Worse yet, one component of MediaMax, a system service called sbcphid, is loaded into memory and ready to run at all times, even when there is no disc in the CD drive and no music is being played. And it runs as a kernel process, meaning that it has access to all aspects of the system. This is another component that can only add to security risk; and again the user has no choice.

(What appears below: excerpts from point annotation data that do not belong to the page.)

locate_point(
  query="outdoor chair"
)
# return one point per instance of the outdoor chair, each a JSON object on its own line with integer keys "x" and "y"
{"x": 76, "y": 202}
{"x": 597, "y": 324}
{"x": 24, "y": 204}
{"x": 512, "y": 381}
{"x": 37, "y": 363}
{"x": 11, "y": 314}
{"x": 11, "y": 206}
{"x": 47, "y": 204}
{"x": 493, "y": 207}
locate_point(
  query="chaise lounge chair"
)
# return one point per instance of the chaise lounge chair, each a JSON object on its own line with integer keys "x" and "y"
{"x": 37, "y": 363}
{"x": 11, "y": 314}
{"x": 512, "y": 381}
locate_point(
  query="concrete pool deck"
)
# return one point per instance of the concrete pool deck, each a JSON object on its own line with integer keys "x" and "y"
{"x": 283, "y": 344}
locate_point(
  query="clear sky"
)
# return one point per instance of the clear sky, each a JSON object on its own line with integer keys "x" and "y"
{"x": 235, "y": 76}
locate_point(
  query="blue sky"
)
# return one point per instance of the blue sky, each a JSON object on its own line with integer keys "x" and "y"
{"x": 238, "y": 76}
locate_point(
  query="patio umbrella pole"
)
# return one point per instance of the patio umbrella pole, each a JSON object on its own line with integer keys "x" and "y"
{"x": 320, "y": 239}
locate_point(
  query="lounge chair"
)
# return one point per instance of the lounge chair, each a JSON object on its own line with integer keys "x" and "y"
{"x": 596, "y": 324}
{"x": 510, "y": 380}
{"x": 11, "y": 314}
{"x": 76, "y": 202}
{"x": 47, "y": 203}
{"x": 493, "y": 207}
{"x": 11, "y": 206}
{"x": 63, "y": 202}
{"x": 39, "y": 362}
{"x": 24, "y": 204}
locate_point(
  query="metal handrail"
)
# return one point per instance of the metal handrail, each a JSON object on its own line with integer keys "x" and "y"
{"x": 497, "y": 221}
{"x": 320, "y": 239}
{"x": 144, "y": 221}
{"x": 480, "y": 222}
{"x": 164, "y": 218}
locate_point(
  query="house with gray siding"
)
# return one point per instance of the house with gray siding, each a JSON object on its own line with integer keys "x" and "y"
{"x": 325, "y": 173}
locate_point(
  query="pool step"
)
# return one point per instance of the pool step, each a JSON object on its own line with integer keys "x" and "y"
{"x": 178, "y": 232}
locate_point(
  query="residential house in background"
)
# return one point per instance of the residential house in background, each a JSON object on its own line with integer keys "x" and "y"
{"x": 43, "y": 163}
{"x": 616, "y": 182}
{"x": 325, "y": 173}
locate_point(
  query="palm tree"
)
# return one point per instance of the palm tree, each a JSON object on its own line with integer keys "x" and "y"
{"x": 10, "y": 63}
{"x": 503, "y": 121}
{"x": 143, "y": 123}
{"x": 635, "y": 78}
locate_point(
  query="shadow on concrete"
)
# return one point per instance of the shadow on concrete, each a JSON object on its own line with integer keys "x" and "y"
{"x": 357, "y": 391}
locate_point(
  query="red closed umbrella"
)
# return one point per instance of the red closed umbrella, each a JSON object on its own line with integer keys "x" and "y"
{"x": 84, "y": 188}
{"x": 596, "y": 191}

It’s important to recognize that these problems are caused not by any flaws in SunnComm and Sony’s execution of their copy protection plan, but from the nature of the plan itself. If you want to try to stop music copying on a PC, you’re going to have to resort to these kinds of methods. You’re going to have to force users to use extra software that they don’t want. You’re going to have to invoke administrator privileges more often. You’re going to have to keep more software loaded and running. You’re going to have to erode users’ ability to monitor, control, and secure their systems. Once you set off down the road of copy protection, this is where you’re going to end up.
=====================
Tired of being treated like a criminal? They depend on you, not the other way around. Don't buy their 'product'. Do bug your local political representatives. Use emails, snail-mail, phone calls, faxes, IM, stop them in the street, blog. And if you're into organizing, organize petitions, organize demonstrations and then turn up on your local political rep's doorstep, making sure you've contacted your local tv/radio station/newspaper in advance.
http://p2pnet.net/story/7082
It's easy to say "boycott thier product", but there's still one big problem. The public, in general, has no idea that any of this is going on. Yes, all of us here in the forums know what's going on and I'm sure 99% of us spread the word to our friends, neighbors, etc., but when's the last time you watched something on your local news or read something in the newspaper. Until the masses are informed, these big corps are just going to keep pushing and pushing.